Russia, which Mikhalkov lost: simplicity is worse than theft The story of the “sunstroke”, which struck the sentimental lieutenant with a sudden fall in love, is bizarrely intertwined in Mikhalkov with the chastity of the days of the civil war, which violated the way of life of the whole country. The motives of Bunin’s prose, guessed in the script of the picture, are generously diluted with strange humorous episodes, completely inconsistent with the spirit of Russian classics.
Moreover, the director considers himself entitled to rewrite the classics, changing the key events for understanding the author’s plan. So, in the story of the same name, the lieutenant independently escorts the lady to the pier, doing it “in an easy and happy spirit”, after which the burden of passion already comes to him. In the film, the passionate throwing of a man with epaulettes is associated with the fact that he was not going to let go of a beautiful companion. This is the exact opposite of what the writer says.
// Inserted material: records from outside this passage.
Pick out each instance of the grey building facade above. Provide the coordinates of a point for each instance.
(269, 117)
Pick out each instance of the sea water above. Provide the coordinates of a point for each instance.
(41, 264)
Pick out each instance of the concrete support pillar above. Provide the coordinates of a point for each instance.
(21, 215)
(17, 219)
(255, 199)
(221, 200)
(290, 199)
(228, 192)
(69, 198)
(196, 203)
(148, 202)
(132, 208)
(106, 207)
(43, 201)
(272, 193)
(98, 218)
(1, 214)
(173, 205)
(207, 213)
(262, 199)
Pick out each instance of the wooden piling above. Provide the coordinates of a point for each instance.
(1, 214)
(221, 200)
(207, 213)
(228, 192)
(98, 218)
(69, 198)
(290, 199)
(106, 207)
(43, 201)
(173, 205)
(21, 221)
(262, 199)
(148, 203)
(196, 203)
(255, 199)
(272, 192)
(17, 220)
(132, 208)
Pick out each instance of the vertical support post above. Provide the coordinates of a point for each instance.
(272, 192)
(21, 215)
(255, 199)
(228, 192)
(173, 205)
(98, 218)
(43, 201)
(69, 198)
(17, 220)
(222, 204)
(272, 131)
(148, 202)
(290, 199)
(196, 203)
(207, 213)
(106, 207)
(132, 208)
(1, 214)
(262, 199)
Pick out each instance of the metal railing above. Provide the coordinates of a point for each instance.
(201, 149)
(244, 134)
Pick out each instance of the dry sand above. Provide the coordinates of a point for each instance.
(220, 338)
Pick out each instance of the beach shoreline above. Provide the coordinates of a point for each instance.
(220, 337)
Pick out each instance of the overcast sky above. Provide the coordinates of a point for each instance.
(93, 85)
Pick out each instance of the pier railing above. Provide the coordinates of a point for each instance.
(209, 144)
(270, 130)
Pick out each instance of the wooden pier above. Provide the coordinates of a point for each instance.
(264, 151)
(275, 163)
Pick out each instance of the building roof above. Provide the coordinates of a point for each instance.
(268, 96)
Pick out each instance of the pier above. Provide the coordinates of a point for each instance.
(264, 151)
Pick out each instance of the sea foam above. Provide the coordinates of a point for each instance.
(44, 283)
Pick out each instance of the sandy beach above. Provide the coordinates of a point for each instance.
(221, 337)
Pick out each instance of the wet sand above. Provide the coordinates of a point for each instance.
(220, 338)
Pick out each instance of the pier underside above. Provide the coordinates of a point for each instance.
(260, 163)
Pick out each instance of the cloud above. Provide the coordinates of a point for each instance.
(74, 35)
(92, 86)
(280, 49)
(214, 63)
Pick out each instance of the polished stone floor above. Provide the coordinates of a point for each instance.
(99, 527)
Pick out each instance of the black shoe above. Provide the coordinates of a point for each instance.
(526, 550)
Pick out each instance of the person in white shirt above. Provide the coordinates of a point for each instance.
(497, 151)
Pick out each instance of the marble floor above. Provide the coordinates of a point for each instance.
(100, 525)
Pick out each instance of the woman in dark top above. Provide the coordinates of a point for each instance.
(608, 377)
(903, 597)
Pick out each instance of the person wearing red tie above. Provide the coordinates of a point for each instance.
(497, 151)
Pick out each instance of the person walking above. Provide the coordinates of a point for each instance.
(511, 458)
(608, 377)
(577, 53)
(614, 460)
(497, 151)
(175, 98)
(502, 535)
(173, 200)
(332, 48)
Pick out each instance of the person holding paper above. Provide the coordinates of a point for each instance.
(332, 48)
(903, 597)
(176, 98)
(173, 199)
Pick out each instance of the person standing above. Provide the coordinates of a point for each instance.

Such a rewriting extremely detracts from the dramatic value of the picture, turning the main character into a one-dimensional being driven by a single, moreover, shameful desire.
In the parallel film story unfolding in 1920, there is practically no hatred of the revolution that fills every line of Bunin’s “Cursed Days”. Negative attitude towards the Bolsheviks is conveyed in the form of grotesque irony, ridiculing the quality of the new government. Mikhalkov’s approach is antihistoric – the director is afraid of the true story, with its contradictions and complexities. The same captive officer who dreams of going “to his aunt, to the wilderness, to Saratov” in the film would be quite surprised to learn of the massive electrification of the country that began while he was at war. And what about the tsarist officers who defected to the side of the young Soviet Republic? For example, with Major General Pavel Lebedev, an Orthodox man who was never a Marxist? Instead of this complexity, Mikhalkov offers irony, the lubrication of tsarist Russia and the myth of the barge, which can only be supported by emigrant scripture.
I know exactly what the director wanted to say. The inattention of the ruling elite to Marx and Darwin, which turned into a disaster. The metaphysical fall of the elite, shown through mortal sin, and even in the spirit of Freudianism. But the binoculars, through which the filmmaker peers into the past, in the hope of seeing the image of “the one”. Russia, directed towards myths. From them rise cute and sentimental youngsters, Potemkin village (more precisely the town) on the banks of the Volga, happy passengers of the ship, obsessed with class struggle.
And this dream of reason gives birth to monsters. The final mention of 8 million lost citizens, “in the south of the country alone,” is accompanied by a photo of white officers. Are all the dead whiteguards, and the workers, peasants, ministers of the Church and the intelligentsia not at all affected, including by white terror? Or if the White Guards are the elite of the country, then even after the fall shown in the same film, is it still an elite? Then it is already a betrayed elite, by definition not deserving of the reverence that is demonstrated in the film.
I don’t want to see myths in movies. Aren’t “patriotic” directors able to show a person who is creating, thinking, making history? Why do they have myths that humiliate the great history of a great country?